Wine Quality Analysis with Python, AWS and Tableau

Wine quality is an important factor for both producers and consumers. The goal of this analysis is to explore which factors have the most impact on wine quality for a given dataset. The dataset includes a variety of features that may influence wine quality, such as pH, alcohol content, and the presence of certain chemicals. By analyzing the data, we aim to identify the key factors that contribute to high wine quality, as well as any potential correlations or trends. This analysis will be useful for wine producers who want to improve the quality of their wines, as well as for consumers who want to make informed purchasing decisions.

Check out this link for the final deliverable:

web link

Data Description

The data for this analysis was sourced from the UCI Machine Learning Repository. It includes 12 variables and 6495 rows that may influence the target "wine quality(0-10)", such as pH, alcohol content, and the presence of certain chemicals.

Project Structure

  • Extract data from UCI ML Repo and store data to an S3 bucket on AWS
  • Using Python to identify the top 3 variables that have the strongest relationship with wine quality
  • Transform Data using AWS Glue and Athena using SQL
  • Load cleaned data from Athena to Tableau to perform analysis and make dashboards
  • Host a website on S3 to showcase analysis results and dashboards

Screen Shot 2022-12-28 at 23 03 34

1. Data Extraction and storage

In this section, the data for red wine will be stored in the "red" bucket and white wine data in the "white" bucket Screen Shot 2022-12-29 at 22 08 17

2. Create Data Schema using AWS Glue

Screen Shot 2022-12-29 at 22 14 30

3. Transform Data using AWS Athena with SQL

  • We will use Glue to create a schema, then use Athena and SQL to ask analytical questions and generate data for analysis. The resulting data will be saved in an S3 bucket for future review. Here are our analytical questions:
    • Which three features have the highest correlation with wine quality? How does it affect the level of wine quality?
    • What is the relationship between alcohol level and wine quality?
    • What is the frequency distribution of the quality levels in both datasets?

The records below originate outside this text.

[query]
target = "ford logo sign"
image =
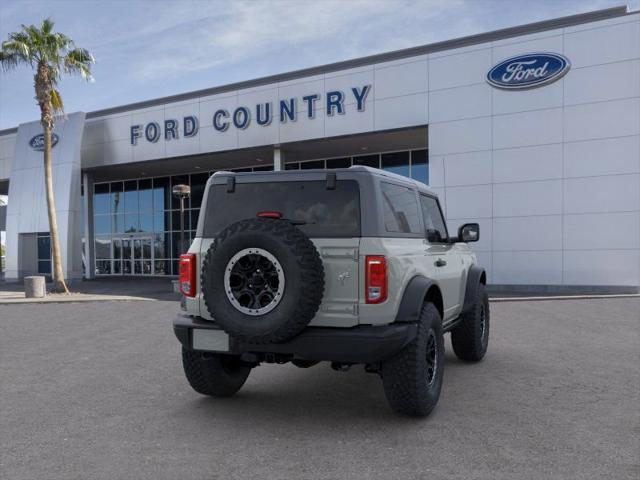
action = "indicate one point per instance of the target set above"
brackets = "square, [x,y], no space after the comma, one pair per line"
[528,71]
[37,142]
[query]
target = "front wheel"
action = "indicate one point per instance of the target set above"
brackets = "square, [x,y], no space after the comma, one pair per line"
[470,338]
[412,379]
[214,374]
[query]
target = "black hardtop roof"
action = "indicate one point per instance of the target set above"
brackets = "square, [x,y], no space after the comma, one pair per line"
[220,177]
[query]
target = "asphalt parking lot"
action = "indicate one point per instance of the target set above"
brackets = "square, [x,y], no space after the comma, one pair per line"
[96,391]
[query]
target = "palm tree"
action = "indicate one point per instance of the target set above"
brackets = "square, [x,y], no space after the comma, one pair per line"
[50,55]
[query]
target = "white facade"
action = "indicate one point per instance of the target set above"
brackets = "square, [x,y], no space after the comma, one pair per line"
[552,174]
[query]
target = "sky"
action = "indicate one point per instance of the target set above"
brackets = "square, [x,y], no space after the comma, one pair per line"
[150,49]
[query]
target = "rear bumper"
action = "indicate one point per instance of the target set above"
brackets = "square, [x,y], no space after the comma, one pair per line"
[361,344]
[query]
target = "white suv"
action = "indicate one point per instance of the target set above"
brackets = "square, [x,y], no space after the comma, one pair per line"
[351,266]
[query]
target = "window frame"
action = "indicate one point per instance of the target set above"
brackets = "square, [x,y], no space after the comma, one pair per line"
[444,221]
[414,192]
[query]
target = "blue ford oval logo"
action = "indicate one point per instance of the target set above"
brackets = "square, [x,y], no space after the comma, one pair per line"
[528,71]
[37,142]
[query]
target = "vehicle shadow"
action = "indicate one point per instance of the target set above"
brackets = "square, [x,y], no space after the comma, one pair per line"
[316,397]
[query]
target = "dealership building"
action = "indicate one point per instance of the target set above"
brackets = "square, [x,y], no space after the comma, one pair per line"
[531,131]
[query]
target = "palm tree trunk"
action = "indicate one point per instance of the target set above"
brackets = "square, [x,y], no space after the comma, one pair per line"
[59,284]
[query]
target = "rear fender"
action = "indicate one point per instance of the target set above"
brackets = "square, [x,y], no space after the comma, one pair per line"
[417,291]
[476,276]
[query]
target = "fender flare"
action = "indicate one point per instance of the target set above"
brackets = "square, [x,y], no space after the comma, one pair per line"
[475,277]
[413,298]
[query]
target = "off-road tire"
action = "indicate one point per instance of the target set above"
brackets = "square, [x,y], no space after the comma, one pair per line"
[404,376]
[469,338]
[214,374]
[303,272]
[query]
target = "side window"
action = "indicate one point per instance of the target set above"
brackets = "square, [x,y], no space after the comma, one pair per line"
[401,211]
[433,221]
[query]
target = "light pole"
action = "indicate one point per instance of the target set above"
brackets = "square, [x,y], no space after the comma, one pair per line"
[182,192]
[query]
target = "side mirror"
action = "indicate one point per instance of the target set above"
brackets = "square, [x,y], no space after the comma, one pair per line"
[469,232]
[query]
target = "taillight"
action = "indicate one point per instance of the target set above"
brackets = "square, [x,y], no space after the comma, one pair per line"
[375,279]
[269,215]
[188,275]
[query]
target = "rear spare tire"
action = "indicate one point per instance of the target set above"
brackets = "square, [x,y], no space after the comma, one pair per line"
[262,280]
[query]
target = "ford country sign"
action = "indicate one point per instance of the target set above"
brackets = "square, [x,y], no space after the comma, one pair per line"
[528,71]
[37,142]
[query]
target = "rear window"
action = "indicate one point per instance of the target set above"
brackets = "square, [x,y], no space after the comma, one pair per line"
[400,207]
[322,212]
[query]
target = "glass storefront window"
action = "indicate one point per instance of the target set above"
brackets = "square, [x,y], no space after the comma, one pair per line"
[194,218]
[117,198]
[397,162]
[44,253]
[145,195]
[101,198]
[117,223]
[161,194]
[367,161]
[131,203]
[179,180]
[131,223]
[339,162]
[198,182]
[312,165]
[420,165]
[102,224]
[146,222]
[145,209]
[160,222]
[103,247]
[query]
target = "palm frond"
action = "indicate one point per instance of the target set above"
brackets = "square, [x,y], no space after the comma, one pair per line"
[56,101]
[9,61]
[47,26]
[79,61]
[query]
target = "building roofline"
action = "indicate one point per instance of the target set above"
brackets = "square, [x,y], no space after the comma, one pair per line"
[494,35]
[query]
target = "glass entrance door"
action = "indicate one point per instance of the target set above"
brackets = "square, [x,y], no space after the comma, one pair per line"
[132,256]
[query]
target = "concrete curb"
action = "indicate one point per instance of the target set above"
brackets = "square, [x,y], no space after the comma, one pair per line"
[73,299]
[561,297]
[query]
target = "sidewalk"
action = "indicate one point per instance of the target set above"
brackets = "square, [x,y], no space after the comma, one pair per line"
[104,289]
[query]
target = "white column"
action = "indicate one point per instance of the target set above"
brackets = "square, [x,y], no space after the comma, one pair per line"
[89,261]
[278,159]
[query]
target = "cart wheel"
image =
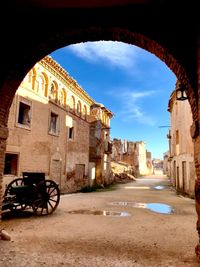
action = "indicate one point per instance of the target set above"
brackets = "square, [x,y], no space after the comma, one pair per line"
[8,194]
[47,198]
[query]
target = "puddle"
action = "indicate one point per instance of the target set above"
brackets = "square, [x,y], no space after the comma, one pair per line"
[160,208]
[155,207]
[159,187]
[101,212]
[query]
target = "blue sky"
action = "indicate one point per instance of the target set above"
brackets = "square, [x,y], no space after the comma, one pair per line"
[131,82]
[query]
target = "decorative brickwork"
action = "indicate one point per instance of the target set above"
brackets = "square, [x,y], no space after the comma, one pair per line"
[155,27]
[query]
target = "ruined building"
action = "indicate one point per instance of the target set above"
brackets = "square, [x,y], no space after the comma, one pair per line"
[181,150]
[51,130]
[133,154]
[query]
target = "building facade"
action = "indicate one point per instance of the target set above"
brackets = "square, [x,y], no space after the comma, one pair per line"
[133,154]
[181,150]
[50,128]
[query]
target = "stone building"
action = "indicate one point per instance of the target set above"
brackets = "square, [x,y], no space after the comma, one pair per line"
[100,145]
[135,155]
[166,163]
[50,128]
[182,170]
[117,150]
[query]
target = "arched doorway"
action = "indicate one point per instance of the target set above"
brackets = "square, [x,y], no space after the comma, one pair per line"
[153,25]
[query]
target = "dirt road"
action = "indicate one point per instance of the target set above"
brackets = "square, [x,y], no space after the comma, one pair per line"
[82,232]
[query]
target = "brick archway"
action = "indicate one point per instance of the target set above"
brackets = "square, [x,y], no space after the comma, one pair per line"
[93,25]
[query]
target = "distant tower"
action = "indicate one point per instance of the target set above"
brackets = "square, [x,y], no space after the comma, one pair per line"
[125,146]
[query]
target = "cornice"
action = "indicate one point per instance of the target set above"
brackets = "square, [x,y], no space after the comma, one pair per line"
[52,66]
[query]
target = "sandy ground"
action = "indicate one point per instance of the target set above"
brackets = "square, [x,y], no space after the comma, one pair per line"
[144,238]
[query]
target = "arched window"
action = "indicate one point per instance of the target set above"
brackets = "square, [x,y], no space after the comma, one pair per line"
[54,91]
[41,84]
[72,103]
[85,112]
[78,108]
[32,78]
[62,98]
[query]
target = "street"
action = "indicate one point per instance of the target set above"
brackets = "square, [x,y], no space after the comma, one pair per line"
[141,223]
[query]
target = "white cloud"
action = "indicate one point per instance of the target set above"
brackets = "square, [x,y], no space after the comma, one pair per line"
[115,53]
[130,109]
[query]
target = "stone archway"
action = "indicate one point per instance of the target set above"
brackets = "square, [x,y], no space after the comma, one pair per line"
[52,29]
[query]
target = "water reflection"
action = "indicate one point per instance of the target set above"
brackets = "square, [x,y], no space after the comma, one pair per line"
[101,212]
[159,187]
[160,208]
[156,207]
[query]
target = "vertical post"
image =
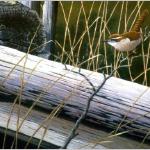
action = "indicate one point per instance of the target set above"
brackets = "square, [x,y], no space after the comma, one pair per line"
[37,6]
[26,3]
[49,21]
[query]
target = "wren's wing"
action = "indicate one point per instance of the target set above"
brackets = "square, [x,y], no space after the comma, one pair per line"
[139,22]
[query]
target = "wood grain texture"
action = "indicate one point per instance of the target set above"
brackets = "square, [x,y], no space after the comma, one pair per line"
[57,130]
[49,84]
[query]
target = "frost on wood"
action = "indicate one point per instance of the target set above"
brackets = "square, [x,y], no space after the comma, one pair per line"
[48,83]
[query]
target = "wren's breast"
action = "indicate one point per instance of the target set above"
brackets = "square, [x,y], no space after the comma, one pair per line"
[125,44]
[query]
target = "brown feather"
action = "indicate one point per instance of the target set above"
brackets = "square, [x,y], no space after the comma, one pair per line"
[139,22]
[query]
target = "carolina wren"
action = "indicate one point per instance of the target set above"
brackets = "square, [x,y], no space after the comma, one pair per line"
[130,40]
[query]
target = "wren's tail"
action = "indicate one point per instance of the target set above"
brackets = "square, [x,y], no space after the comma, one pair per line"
[139,22]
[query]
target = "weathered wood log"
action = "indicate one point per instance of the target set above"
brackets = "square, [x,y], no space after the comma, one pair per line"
[119,104]
[57,131]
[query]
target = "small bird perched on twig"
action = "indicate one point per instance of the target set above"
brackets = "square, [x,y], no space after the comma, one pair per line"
[130,40]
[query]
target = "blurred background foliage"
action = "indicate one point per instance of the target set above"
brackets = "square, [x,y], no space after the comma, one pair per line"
[81,28]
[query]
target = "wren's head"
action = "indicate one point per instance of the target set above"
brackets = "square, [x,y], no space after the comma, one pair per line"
[130,40]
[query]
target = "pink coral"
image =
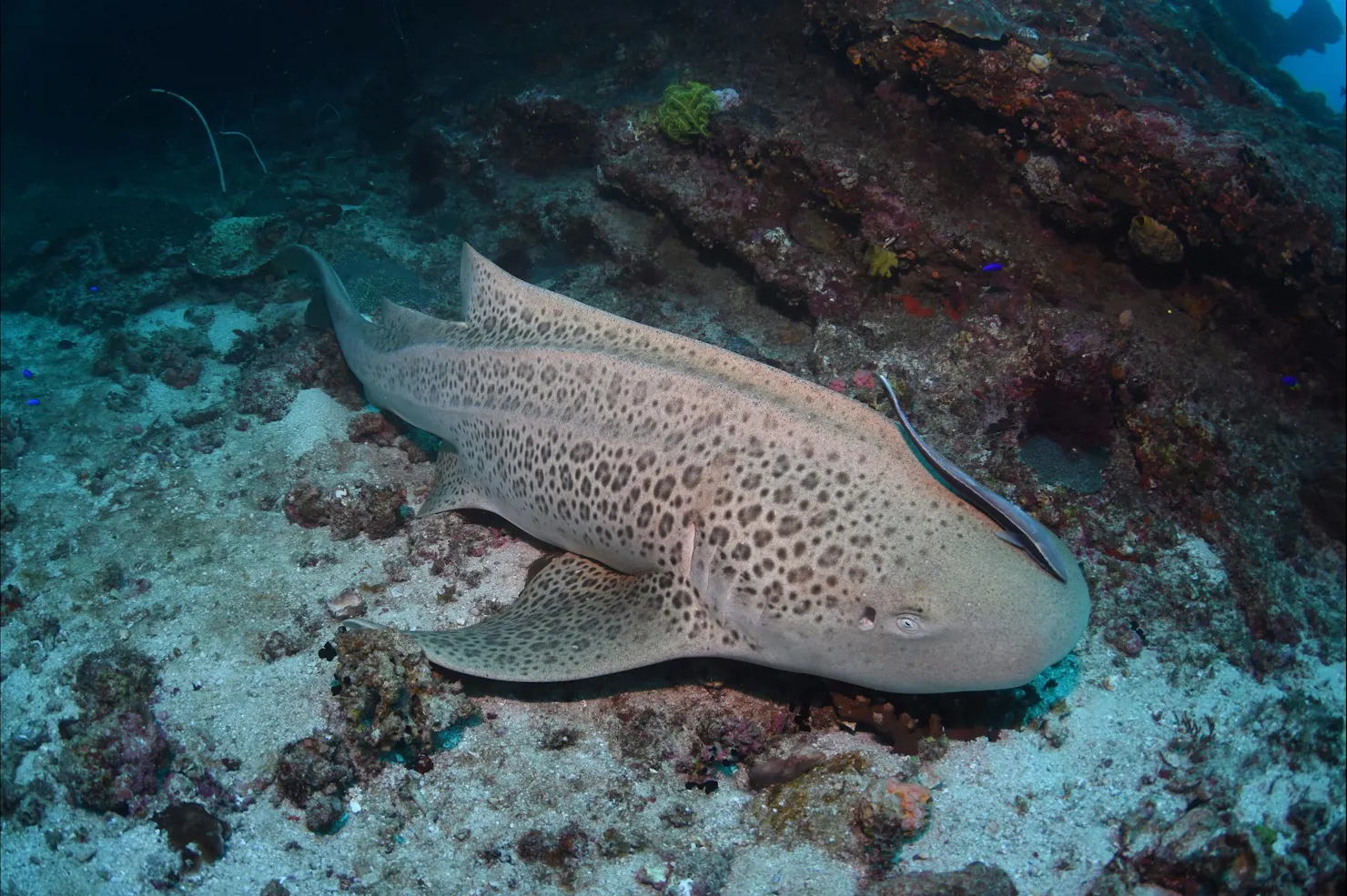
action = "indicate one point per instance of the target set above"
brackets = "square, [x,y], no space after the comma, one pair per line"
[911,803]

Screen Shot 2022-12-29 at 22 17 25

3. Build heat map to analyze the correlation between features and wine quality

  • According to the heat map, the three features that have the highest correlation with red wine quality are alcohol, volatile acidity, and sulphate. Also, the the highest correlation with white wine quality are alcohol, density, and cholorides.

Screen Shot 2022-12-29 at 23 18 49

4. Connect AWS Athena with Tableau and build dashboards

Screen Shot 2022-12-29 at 22 24 32

Screen Shot 2022-12-29 at 22 24 58

5. Save dashboards into notebook and host website on S3 to showcase analysis results

web link

Screen Shot 2022-12-29 at 22 27 46

6. Conclusion

  1. The top three features that impact red wine quality are:
  • Alcohol content
  • Sulphates
  • Volatile Acidity
  1. The top three features that impact white wine quality are:
  • Alcohol content
  • Chlorides
  • Density

According to the analysis, we can conclude that for red wine, higher levels of alcohol and sulphate may be linked to better quality, while lower levels of volatile acid may also contribute to better quality. On the other hand, for white wine, higher levels of alcohol may be indicative of better quality, while lower levels of chlorides and density may also be associated with improved quality.

However, it is important to note that the relationship between these factors and wine quality is complex and can depend on various other factors such as the type of grape, winemaking techniques, and terroir. Therefore, it is essential to take into account all of the factors that may influence wine quality when making an assessment.